With this all sounding like a foreign language I was quickly learning, we prayed to see the answer we needed and asked to meet with the owner of the HVAC company and their team. Over the next week, God gave us clarity on the situation as we were led back to paperwork which our draftsman had done and the HVAC company had dismissed.  Pieces of the puzzle were coming together, including the fact that our electric bill had been higher than anticipated — oversized units cost 26% more electric.  The State Energy Rater, who had done the original calculations for our draftsman, explained the miscalculations and it felt like a huge mountain before us had been moved.  The HVAC company willingly learned from him and we could see the light at the end of the tunnel!  They assured us they would make the situation right.

So, with the news that our upstairs bonus room calculated at 0.62 ton instead of 1.5 tons and the downstairs calculated at 3.5 tons instead of 5 tons, then the question began how to make it right?  With different sized units, all of the duct work would have had to be replaced – YIKES as the duct work above the bonus room isn’t accessible.  Thankfully, they installed top of the line variable speed units, while upgrading the thermostats.  Also, they added dehumidifiers to each unit and the attic space.  We went from a 60% humidity on a regular February day (had been higher during warmer months) to a healthy 45% humidity! Our attic space went from 80% humidity to 50%!

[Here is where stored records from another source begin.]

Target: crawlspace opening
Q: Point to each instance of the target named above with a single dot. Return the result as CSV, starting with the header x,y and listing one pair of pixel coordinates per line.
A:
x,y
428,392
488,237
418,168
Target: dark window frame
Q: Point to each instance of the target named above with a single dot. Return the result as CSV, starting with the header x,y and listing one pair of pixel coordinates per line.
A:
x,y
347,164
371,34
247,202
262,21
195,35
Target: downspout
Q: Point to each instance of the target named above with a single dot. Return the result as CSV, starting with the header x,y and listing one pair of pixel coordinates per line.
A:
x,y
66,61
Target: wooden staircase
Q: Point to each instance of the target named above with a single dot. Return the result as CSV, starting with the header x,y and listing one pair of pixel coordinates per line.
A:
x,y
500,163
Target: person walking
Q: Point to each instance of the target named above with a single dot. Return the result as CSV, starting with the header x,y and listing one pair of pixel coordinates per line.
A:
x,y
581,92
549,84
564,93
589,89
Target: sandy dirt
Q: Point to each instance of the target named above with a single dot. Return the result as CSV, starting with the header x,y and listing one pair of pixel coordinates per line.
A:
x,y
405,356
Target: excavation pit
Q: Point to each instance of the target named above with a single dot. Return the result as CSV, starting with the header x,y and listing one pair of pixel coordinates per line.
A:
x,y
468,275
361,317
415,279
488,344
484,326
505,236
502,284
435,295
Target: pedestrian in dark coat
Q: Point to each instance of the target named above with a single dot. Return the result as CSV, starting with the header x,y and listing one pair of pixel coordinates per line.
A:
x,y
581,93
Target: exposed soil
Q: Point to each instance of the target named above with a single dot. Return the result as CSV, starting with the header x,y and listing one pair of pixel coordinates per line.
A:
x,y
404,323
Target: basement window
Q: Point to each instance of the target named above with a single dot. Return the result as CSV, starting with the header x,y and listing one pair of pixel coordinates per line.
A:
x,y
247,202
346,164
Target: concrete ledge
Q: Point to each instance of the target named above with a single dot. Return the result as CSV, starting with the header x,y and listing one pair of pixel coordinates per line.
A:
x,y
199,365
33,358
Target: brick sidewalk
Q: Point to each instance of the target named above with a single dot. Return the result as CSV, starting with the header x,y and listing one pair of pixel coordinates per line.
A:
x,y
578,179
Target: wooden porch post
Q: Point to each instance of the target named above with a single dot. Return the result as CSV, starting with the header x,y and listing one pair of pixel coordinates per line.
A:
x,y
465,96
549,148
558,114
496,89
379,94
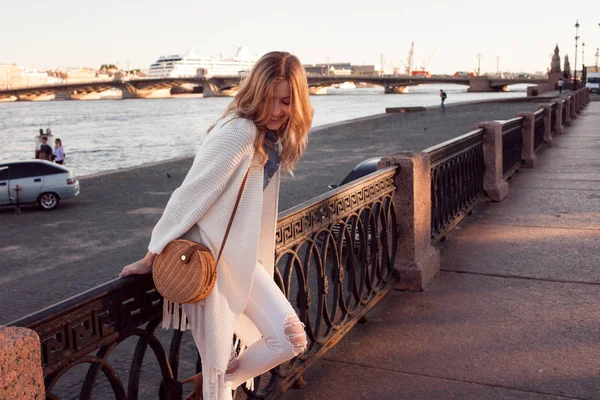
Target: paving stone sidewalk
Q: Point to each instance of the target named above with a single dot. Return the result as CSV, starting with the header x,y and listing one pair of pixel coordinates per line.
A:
x,y
514,313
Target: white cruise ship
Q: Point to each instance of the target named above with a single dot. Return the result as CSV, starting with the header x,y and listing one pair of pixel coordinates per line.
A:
x,y
190,64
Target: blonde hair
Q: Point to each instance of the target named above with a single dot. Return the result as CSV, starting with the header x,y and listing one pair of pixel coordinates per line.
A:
x,y
254,100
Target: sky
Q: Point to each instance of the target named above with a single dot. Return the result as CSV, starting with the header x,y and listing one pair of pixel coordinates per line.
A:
x,y
448,35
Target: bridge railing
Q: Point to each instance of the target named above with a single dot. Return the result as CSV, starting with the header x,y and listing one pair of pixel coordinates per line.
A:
x,y
334,261
457,170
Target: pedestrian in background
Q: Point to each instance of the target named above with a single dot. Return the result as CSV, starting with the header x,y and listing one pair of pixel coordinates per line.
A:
x,y
560,84
443,96
45,150
59,152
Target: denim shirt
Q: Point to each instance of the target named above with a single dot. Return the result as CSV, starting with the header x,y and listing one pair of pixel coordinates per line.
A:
x,y
271,147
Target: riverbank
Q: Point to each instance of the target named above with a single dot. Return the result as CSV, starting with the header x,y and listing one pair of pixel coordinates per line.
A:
x,y
49,256
106,135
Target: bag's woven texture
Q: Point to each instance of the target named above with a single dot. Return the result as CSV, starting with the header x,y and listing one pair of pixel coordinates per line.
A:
x,y
184,279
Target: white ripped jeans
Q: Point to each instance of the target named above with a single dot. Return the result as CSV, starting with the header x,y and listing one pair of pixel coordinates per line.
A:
x,y
282,332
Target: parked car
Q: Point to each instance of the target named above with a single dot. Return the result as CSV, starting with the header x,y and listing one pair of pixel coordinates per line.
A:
x,y
38,181
362,169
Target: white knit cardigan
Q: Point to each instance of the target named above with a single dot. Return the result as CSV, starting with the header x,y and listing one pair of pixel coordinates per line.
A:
x,y
199,210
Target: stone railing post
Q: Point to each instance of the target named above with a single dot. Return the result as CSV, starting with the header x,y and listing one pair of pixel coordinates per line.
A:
x,y
567,121
528,153
587,95
494,185
559,122
21,375
547,123
573,106
417,261
570,112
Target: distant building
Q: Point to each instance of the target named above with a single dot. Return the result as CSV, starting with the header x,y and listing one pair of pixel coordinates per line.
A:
x,y
10,75
337,69
364,70
80,74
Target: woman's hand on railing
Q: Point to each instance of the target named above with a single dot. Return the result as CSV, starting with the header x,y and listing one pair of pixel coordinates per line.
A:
x,y
139,267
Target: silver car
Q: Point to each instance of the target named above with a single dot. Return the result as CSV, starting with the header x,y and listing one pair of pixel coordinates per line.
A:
x,y
36,181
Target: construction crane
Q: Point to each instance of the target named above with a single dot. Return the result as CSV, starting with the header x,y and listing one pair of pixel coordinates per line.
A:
x,y
426,63
411,55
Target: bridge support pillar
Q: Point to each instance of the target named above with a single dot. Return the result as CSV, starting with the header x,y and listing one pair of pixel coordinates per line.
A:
x,y
317,90
417,261
75,95
20,364
494,185
480,84
4,98
547,124
36,96
131,92
62,94
528,152
396,89
558,126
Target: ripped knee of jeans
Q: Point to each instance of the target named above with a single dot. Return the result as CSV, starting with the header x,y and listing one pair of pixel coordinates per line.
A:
x,y
294,332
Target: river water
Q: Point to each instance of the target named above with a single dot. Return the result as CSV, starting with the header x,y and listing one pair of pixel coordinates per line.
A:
x,y
104,135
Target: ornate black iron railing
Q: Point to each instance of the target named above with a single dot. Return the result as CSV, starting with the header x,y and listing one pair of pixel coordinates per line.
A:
x,y
538,128
512,146
553,117
334,258
457,171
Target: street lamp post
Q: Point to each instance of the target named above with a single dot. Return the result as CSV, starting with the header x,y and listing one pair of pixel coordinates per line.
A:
x,y
575,69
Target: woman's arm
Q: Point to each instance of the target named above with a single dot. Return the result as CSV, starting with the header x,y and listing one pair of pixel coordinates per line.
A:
x,y
139,267
231,148
217,160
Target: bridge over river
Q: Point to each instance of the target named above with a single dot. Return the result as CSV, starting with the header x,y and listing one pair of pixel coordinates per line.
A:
x,y
227,86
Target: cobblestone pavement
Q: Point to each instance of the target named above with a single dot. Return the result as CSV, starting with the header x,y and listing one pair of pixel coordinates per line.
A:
x,y
46,257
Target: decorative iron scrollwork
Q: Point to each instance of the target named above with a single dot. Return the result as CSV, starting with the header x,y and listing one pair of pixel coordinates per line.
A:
x,y
512,146
457,170
327,259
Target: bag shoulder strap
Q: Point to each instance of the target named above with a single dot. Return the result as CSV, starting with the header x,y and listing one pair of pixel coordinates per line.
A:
x,y
237,203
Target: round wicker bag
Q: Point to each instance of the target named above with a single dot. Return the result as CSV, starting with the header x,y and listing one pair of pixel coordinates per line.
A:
x,y
184,272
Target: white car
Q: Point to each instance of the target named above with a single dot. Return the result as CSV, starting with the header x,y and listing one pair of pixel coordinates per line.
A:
x,y
36,181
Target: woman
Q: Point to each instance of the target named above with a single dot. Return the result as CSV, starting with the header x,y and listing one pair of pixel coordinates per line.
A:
x,y
265,125
59,152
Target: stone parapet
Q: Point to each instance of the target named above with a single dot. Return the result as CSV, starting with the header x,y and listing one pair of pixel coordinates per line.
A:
x,y
568,111
547,123
417,261
558,126
528,153
21,375
573,105
494,185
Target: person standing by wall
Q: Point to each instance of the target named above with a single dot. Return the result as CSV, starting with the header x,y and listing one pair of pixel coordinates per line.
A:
x,y
45,150
59,152
443,96
560,84
262,132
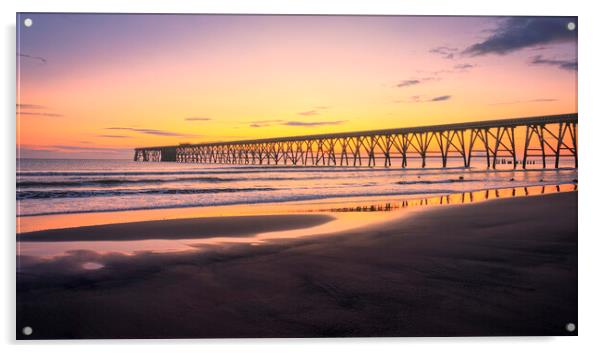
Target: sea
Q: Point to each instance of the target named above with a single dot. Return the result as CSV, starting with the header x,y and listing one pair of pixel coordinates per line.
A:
x,y
64,186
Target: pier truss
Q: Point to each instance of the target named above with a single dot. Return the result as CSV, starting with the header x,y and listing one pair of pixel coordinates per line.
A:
x,y
519,142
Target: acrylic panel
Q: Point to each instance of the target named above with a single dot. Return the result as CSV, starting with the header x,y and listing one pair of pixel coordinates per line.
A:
x,y
229,176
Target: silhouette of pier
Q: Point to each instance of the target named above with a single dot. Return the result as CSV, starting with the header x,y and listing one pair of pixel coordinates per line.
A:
x,y
515,142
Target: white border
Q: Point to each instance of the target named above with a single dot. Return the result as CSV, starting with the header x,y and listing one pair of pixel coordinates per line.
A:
x,y
589,108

Dehumidifier was able to be placed directly on top of the upstairs HVAC.  Downstairs HVAC unit is higher and the dehumidifier would not fit between the trusses, so it was located nearby on a constructed plywood shelf.

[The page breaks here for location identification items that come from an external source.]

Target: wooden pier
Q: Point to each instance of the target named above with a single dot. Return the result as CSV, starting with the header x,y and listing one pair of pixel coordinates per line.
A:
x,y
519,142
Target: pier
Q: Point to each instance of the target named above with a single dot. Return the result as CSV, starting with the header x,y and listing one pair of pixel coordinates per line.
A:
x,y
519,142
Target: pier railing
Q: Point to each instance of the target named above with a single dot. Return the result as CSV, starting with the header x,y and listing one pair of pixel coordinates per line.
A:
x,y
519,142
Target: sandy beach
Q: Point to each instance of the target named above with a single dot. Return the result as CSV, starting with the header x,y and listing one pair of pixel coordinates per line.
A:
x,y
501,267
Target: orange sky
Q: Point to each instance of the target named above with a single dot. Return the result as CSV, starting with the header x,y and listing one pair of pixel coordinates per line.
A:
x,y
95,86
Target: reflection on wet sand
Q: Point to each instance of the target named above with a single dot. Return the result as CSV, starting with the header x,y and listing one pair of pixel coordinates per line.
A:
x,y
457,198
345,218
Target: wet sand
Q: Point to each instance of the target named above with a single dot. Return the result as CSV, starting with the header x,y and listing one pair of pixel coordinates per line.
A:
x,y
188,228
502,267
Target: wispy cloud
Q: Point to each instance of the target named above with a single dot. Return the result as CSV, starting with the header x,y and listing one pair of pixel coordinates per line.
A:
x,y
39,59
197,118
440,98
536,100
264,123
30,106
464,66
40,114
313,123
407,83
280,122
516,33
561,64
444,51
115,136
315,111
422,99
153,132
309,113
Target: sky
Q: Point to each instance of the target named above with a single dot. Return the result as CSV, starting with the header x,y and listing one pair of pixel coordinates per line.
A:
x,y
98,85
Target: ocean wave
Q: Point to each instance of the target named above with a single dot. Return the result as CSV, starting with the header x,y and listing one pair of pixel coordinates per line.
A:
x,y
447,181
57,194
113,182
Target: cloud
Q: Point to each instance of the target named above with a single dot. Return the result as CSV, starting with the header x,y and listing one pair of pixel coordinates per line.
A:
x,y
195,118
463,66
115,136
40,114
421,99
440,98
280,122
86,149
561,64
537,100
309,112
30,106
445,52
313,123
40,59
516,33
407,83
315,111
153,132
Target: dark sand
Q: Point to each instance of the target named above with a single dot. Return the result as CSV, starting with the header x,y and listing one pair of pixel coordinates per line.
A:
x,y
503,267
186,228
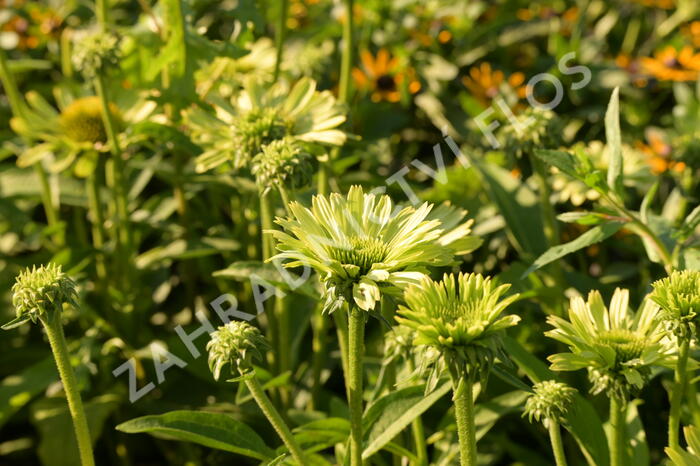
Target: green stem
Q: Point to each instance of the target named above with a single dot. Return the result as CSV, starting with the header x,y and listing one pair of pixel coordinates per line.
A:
x,y
419,441
57,340
279,37
348,51
50,209
356,336
318,346
679,379
120,193
463,389
557,445
417,428
275,419
97,219
11,89
618,446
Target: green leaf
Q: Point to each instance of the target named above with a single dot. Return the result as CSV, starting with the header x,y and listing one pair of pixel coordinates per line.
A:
x,y
392,413
214,430
322,434
243,271
592,236
18,389
613,137
562,160
57,445
519,206
489,412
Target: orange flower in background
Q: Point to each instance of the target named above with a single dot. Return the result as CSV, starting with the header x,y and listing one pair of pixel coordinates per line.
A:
x,y
383,76
663,4
670,64
486,83
658,152
693,32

February brought great air inside our home and a variety of weather outside of our home….warm high 80’s some afternoons and low 40’s other nights…..a crazy windy day (yikes on the trampoline and thankfully it did not hurt the neighbors fence and the metal bent back)…

There’s nothing like a beautiful sunset…except for when your boys are excited about the sunset and capture these pictures…

UnknownHave you checked the humidity in your house???  You can easily check the relative humidity with a $10 investment…

ThermoPro Digital Hygrometer and Thermometer

Sources vary recommending 40-60% humidity, but the more we learned the most ideal is 45 – 50% to prevent mold and other issues, with winter time humidity dipping even lower.  If you add a dehumidification system to your HVAC unit, then choose one with a built-in fan cycling so that it will improve the whole home and not just one room and run on mild days when cooling or heating are not needed.  It is recommended to buy a system which can remove up to 90 pints of moisture per day.  Investing $1K to $2K could make a difference in the air quality of your house as we can tell you that high humidity is less than ideal.

http://www.CriticalCactus.com shares the following in their 10 Reasons Why Ideal Home Humidity Levels Prevent Sickness and High Costs post…

To wrap it up, there are 10 reasons to dehumidify your damp house.

  1. less bacteria and viruses,
  2. less bugs,
  3. reduced risk on allergies caused by dust mites and other bugs,
  4. no mold and mildew,
  5. less toxins,
  6. increased overall wellbeing (a more pleasant atmosphere),
  7. fewer trips to the doctor because you are healthier,
  8. you will probably feel happier
  9. lower heating costs,
  10. no risk on damage to the house and furniture.